Le parole di Internet: software

Credit: Pexels, licenza CC0.
Sappiamo tutti cosa vuol dire software: ma vi siete mai chiesti da dove viene questa parola inglese, così centrale nella tecnologia e nell’economia di oggi, e a quando risale?

Lo spiega il suo inventore, il pioniere informatico Paul Niquette, che afferma di averla coniata per scherzo a ottobre del 1953, quando in tutti gli Stati Uniti esistevano soltanto sedici elaboratori elettronici digitali e la parola computer indicava ancora una persona addetta ai calcoli, da effettuare a mano, al massimo con l’aiuto di un regolo calcolatore.

All’epoca l’idea di considerare le istruzioni di un programma come un’entità separata rispetto ai componenti fisici del calcolatore e addirittura di poterle trasferire da un calcolatore a un altro era ancora una novità coraggiosa: i programmi, infatti, venivano impostati cambiando fisicamente dei circuiti o dei componenti della macchina.

Negli anni Cinquanta non esisteva ancora una parola tecnica di uso comune per indicare questo concetto astratto (si parlava genericamente di programma), e così Paul Niquette, che a quei tempi era un giovane studente diciannovenne che scriveva programmi per computer alla University of California, Los Angeles (UCLA), coniò il termine software; ma lo fece in un momento d’irriverenza di cui oggi abbiamo perso la cognizione.

Il vocabolo inglese software nacque infatti come gioco di parole: Niquette pensò che siccome i componenti materiali di un calcolatore si chiamano hardware (cioè “ferramenta” o “macchinari”, più letteralmente “cose dure”), allora la parte immateriale di un computer, il suo programma, poteva chiamarsi “soft-ware”, che significa più o meno “cose molli”.

Il ragazzo era noto per la sua tendenza a coniare neologismi frivoli: non era l’unico, e anzi creare parole nuove era una moda abbastanza diffusa fra gli informatici di quei tempi.
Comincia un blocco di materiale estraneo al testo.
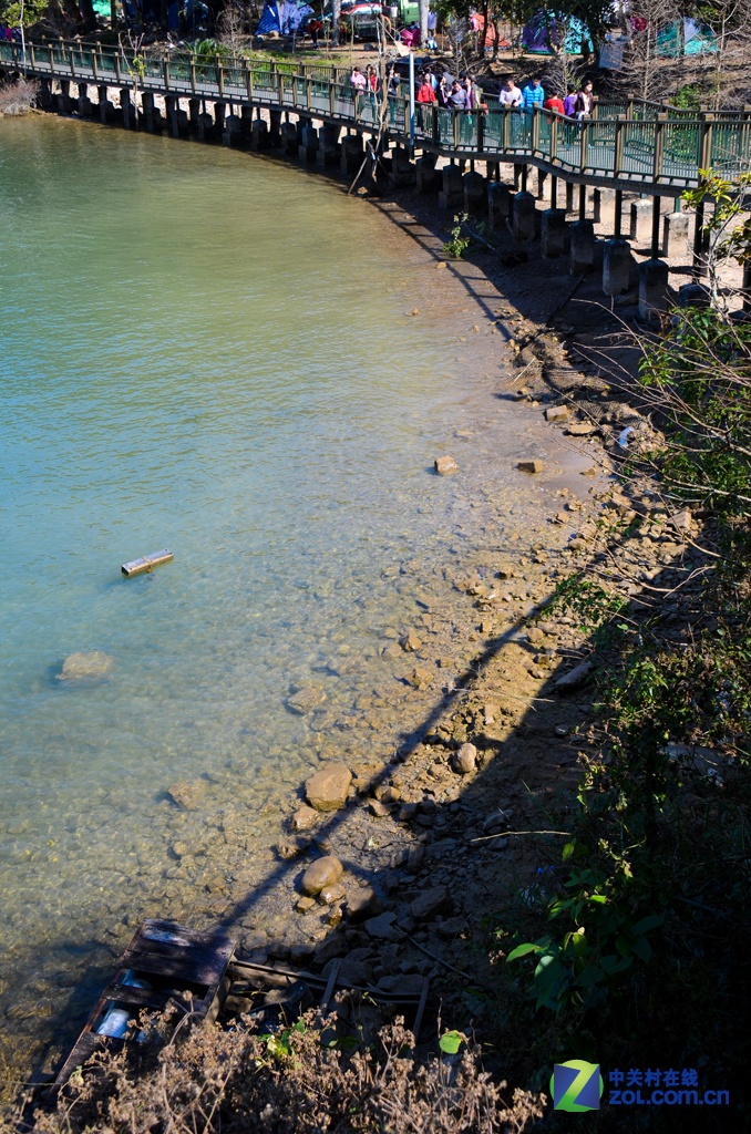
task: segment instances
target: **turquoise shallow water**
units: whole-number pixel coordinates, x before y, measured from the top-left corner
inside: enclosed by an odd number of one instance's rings
[[[373,754],[402,565],[472,528],[427,476],[469,380],[407,315],[416,247],[304,170],[6,119],[0,218],[0,1012],[39,1038],[144,913],[262,879],[319,756]],[[109,679],[60,682],[91,650]]]

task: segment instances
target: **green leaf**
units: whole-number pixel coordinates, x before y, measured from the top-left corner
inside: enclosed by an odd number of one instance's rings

Per questo abbiamo termini come bit (letteralmente “pezzetto”) o byte (grafia alterata della parola bite, ossia “morso” o “boccone”).

Ma torniamo a software. Niquette ammette che quando gli venne in mente per la prima volta questa parola scosse la testa e si mise a ridere. Anche in seguito gli sembrò una frivolezza. Dice nelle sue memorie: “Le prime volte che dicevo ‘software’ ad alta voce, la gente intorno mi diceva ‘Eh?’[...] Sin dall’inizio pensavo che la parola fosse troppo informale da scrivere e spesso troppo imbarazzante da pronunciare. Ciononostante, con trepidazione e con un sorrisetto, ogni tanto includevo ‘software’ nei miei discorsi, nelle lezioni e nelle interviste.”

Oggi questo termine ci sembra assolutamente normale e le cose molli sono al centro di uno dei più grandi settori dell’industria mondiale, ma allora software era solo una “parola sciocca” sulle labbra di un diciannovenne molto sveglio. Viene da chiedersi quali parole che adesso consideriamo sciocche saranno altrettanto cruciali nel sapere umano fra cinquant’anni.


Fonti aggiuntive: History of Information.